The next poll is the one currently highlighted at KATU's website. This is the poll that showed Hispanic support at only 9%. What makes this very suspicious is that every other demographic group shows support and opposition levels nearly identical to three weeks earlier.
It could be that the question wording about the actual ballot prompted the 75% drop in support among Latinos only and not Whites, Blacks, Democrats, Independents, Young People, Old People etc. Much more likely, however, is that this is a case of sampling error. There are only 35 Hispanics in the survey (7% of 500), so applying the formula for the standard error of a proportion, the standard error is not plus or minus 4.5%, but plus or minus 16.5%.

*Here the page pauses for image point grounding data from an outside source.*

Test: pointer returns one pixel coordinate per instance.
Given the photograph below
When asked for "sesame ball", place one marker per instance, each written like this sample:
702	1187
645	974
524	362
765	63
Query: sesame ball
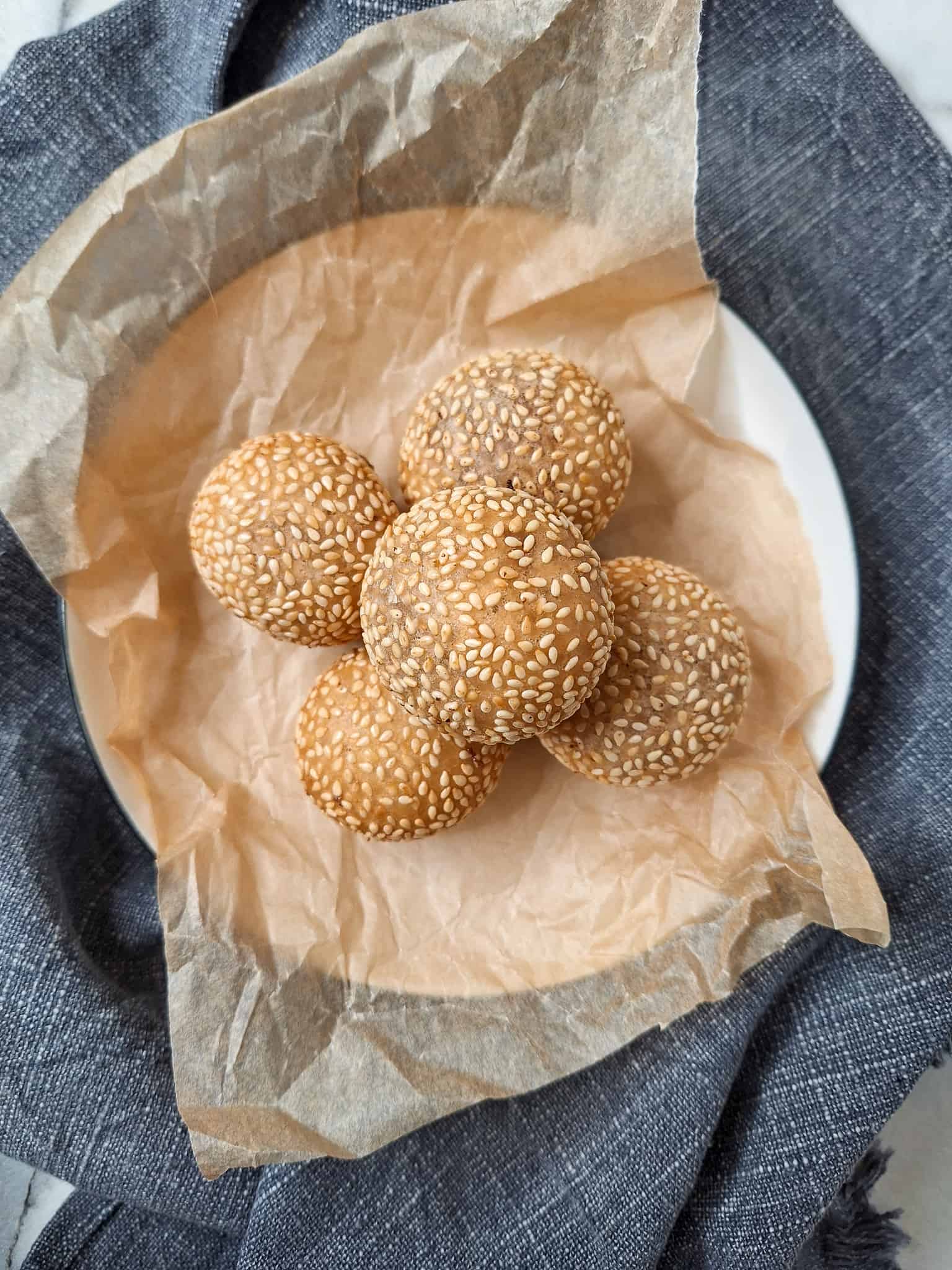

Unfortunately for KATU, the final poll by Survey USA shows exactly this (the KATU story is here). It shows Hispanic support at 34%.
Ouch. That's gotta hurt.
You could believe that 28% of Hispanics supported fluoride in late April, 9% supported it a week ago, and now 34% support it. Or you can chalk this up to sampling error and stop writing about differences based on a few dozen cases.
Here's what I always tell my students: rely on your intuition and political knowledge. Learn about and use standard errors. And if the survey numbers tell you something unbelievable, it's probably unbelievable. Don't include it in your class paper and surely don't trumpet it in the media.